Sunday, March 14, 2010

Cheesecake

Cheesecake by Melissa Corry
3 STEP CHEESECAKE
2 packages (8 oz) cream cheese
½ cup sugar
½ teaspoon vanilla
2 eggs
1 ready-to-use graham cracker crumb crust
MIX cream cheese, sugar, and vanilla with electric mixer on medium speed until well blended. Add eggs; mix until blended.
POUR into crust.
BAKE at 350 for 40 minutes or until center is almost set. Cool. Refrigerate 3 hours.

VARIATIONS:
Chocolate Lovers Cheesecake – Melt 4 squares of semi-sweet chocolate. Blend with cream cheese mixture after the eggs have been blended.
Luscious Lemon Cheesecake – Add 1 tbsp of fresh lemon juice and ½ teaspoon grated lemon peel with the cream cheese, sugar, and vanilla.
Peanut Butter Chocolate Chip Cheesecake – Add 1/3 cup of peanut butter with the cream cheese, sugar and vanilla. After blending eggs stir in ¾ cup of mini chocolate chips.
Pumpkin Layer Cheesecake – After batter is completed set 1 cup aside. Pour remaining into crust. Add ½ cup canned pumpkin, ½ teaspoon ground cinnamon, a dash of cloves, and a dash of nutmeg to the 1 cup of batter. Stir. Pour over cream cheese batter.
Raspberry Swirl Cheesecake – After pouring batter into crust dot top of cheesecake with 3 tbsp of melted raspberry preserves. Cut through batter with knife for marble effect.
White Chocolate Almond Cheesecake – Add 4 squares of chopped white baking chocolate to mixture. Pour into crust. Sprinkle top with ½ cup chopped almonds and 2 more squares of chopped white baking chocolate.
Fruit Topped Cheesecake – After cheesecake has been refrigerated top with 2 cups of sliced fresh fruit and drizzle with 2 tbsp of heated strawberry jelly.
Toffee Crunch Cheesecake – After blending eggs stir in ¾ cup of chopped toffee bars. Pour into crust and then sprinkle top with ¼ cup of chopped toffee bars.
White Chocolate Raspberry Swirl Cheesecake – Stir in 3 squares of melted white baking chocolate with cream cheese mixture. Pour into crust. Microwave 3 tbsp of raspberry preserves till melted. Dot top of cheesecake with jam and cut with knife for swirl effect.
Chocolate Swirl Cheesecake – After pouring batter into crust dot top of cheesecake with 4 tbsp of melted chocolate chips.

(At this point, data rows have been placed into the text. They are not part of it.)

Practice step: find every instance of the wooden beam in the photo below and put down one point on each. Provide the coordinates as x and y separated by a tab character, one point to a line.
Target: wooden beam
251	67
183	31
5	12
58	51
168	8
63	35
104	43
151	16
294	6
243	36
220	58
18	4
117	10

Cut through batter with knife for marble effect.
Snickers Cheesecake – After blending eggs stir in ¾ cup of chopped snickers bars. Pour into crust and then sprinkle top with ¼ cup of chopped snickers bars.
Peanut Butter Passion Cheesecake – Add 1/3 cup of peanut butter with the cream cheese, sugar and vanilla. After blending eggs stir in ¾ cup of chopped peanut butter cups. Pour into crust and then sprinkle top with ¼ cup of chopped peanut butter cups.

AUTUMN CHEESECAKE
CRUST
1 cup graham cracker crumbs
½ teaspoon ground cinnamon
½ cup finely chopped pecans
¼ cup butter or margarine, melted
3 tablespoons sugar

FILLING
2 packages, 8oz, cream cheese
½ cup sugar
½ teaspoon vanilla
2 eggs

TOPPING
1/3 cup sugar
½ teaspoon ground cinnamon
4 cups sliced peeled apples
¼ cup finely chopped pecans

Crust – MIX crumbs, pecans, sugar, cinnamon, and butter. Press onto bottom of 9-inch springform pan. Bake at 325 for 10 minutes.
Filling – MIX cream cheese, sugar, and vanilla with electric mixer on medium speed until well blended. Add eggs, mixing on low speed just until blended. Pour over crust.
Topping – MIX sugar and cinnamon; toss with apples. Spoon apple mixture over cream cheese layer; sprinkle with pecans. BAKE at 325 for 1 hour and 10 minutes or until center is almost set. Run knife around rim of pan to loosen cake; Refrigerate for 4 hours. Remove rim from pan and serve.

BROWNIE BOTTOM CHEESECAKE
1 package brownie mix
3 packages cream cheese
¾ cup sugar
1 teaspoon vanilla
½ cup sour cream
3 eggs
PREPARE and bake brownie mix as directed on package for 9 inch square pan in bottom of well-greased 9-inch springform pan.
MIX cream cheese, sugar, and vanilla with electric mixer on medium speed until well blended. Blend in sour cream. Add eggs, and blend. Pour over brownie crust.
BAKE at 325 for 1 hour and 10 minutes or until center is almost set. Run knife around rim of pan to loosen cake; Refrigerate for 4 hours. Remove rim from pan and serve.